September 06, 1992|From Associated Press

CHICAGO — Damaged brains, gunshot wounds and torn muscles are the inspirations for Diane Nelson's drawings and sculptures.

Nelson is a medical-legal illustrator who works with medical reports and X-rays to depict injuries for lawyers arguing medical liability and malpractice cases.

Lawyers credit her anatomical depictions with helping win million-dollar settlements, often before a case gets to trial.

About 400 medical illustrators, not all involved in legal work, attended the annual meeting of the Assn. of Medical Illustrators last week.

Nelson, the meeting's chairwoman, said medical-legal illustration requires someone who not only can depict the human anatomy but also can convey it to jurors who usually don't know much about medicine.

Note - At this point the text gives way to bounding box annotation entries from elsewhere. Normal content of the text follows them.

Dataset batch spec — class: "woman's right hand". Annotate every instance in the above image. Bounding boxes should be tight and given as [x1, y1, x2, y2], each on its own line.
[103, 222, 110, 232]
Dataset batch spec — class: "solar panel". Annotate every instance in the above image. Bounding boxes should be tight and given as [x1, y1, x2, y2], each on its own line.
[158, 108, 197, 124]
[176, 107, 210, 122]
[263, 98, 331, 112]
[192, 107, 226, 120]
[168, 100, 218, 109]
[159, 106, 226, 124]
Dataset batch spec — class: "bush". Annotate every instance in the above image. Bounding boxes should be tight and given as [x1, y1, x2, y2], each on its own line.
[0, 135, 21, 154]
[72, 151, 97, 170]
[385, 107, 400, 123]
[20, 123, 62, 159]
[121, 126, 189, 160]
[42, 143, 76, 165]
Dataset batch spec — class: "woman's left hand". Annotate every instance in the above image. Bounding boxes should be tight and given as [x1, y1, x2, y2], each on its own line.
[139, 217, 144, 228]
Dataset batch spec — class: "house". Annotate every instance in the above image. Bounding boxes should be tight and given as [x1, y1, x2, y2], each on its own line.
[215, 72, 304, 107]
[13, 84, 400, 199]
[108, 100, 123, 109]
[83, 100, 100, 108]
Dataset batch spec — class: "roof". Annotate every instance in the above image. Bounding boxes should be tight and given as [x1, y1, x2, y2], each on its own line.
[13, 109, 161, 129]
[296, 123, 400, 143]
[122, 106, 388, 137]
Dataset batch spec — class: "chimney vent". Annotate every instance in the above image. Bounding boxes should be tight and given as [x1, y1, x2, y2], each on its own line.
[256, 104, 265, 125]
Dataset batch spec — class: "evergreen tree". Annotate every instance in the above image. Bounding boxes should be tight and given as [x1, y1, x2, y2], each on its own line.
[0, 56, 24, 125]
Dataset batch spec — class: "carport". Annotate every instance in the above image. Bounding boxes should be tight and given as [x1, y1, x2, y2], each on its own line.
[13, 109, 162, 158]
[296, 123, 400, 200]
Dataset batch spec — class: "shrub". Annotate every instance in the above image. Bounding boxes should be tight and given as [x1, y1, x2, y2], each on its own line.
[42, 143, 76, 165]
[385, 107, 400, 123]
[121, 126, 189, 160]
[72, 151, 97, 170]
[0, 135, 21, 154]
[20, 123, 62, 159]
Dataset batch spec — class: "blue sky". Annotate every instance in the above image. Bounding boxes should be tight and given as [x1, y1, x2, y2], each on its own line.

"You can be a fine technician, but if you can't convey what the lawyer is saying, then as far as I'm concerned you've missed the boat," said lawyer Philip Taxman, a former general surgeon who won a $6.2-million verdict with the help of a Nelson sculpture.

Wheaton lawyer James H. Knippen II said he won a $1.9-million settlement in 1988 thanks to a $7,000 sculpture by Nelson. The piece depicted injuries suffered by a construction worker who fell into a hole and was impaled on a steel rod.

"You could literally watch the opposing counsel squirming in their seats," Knippen said.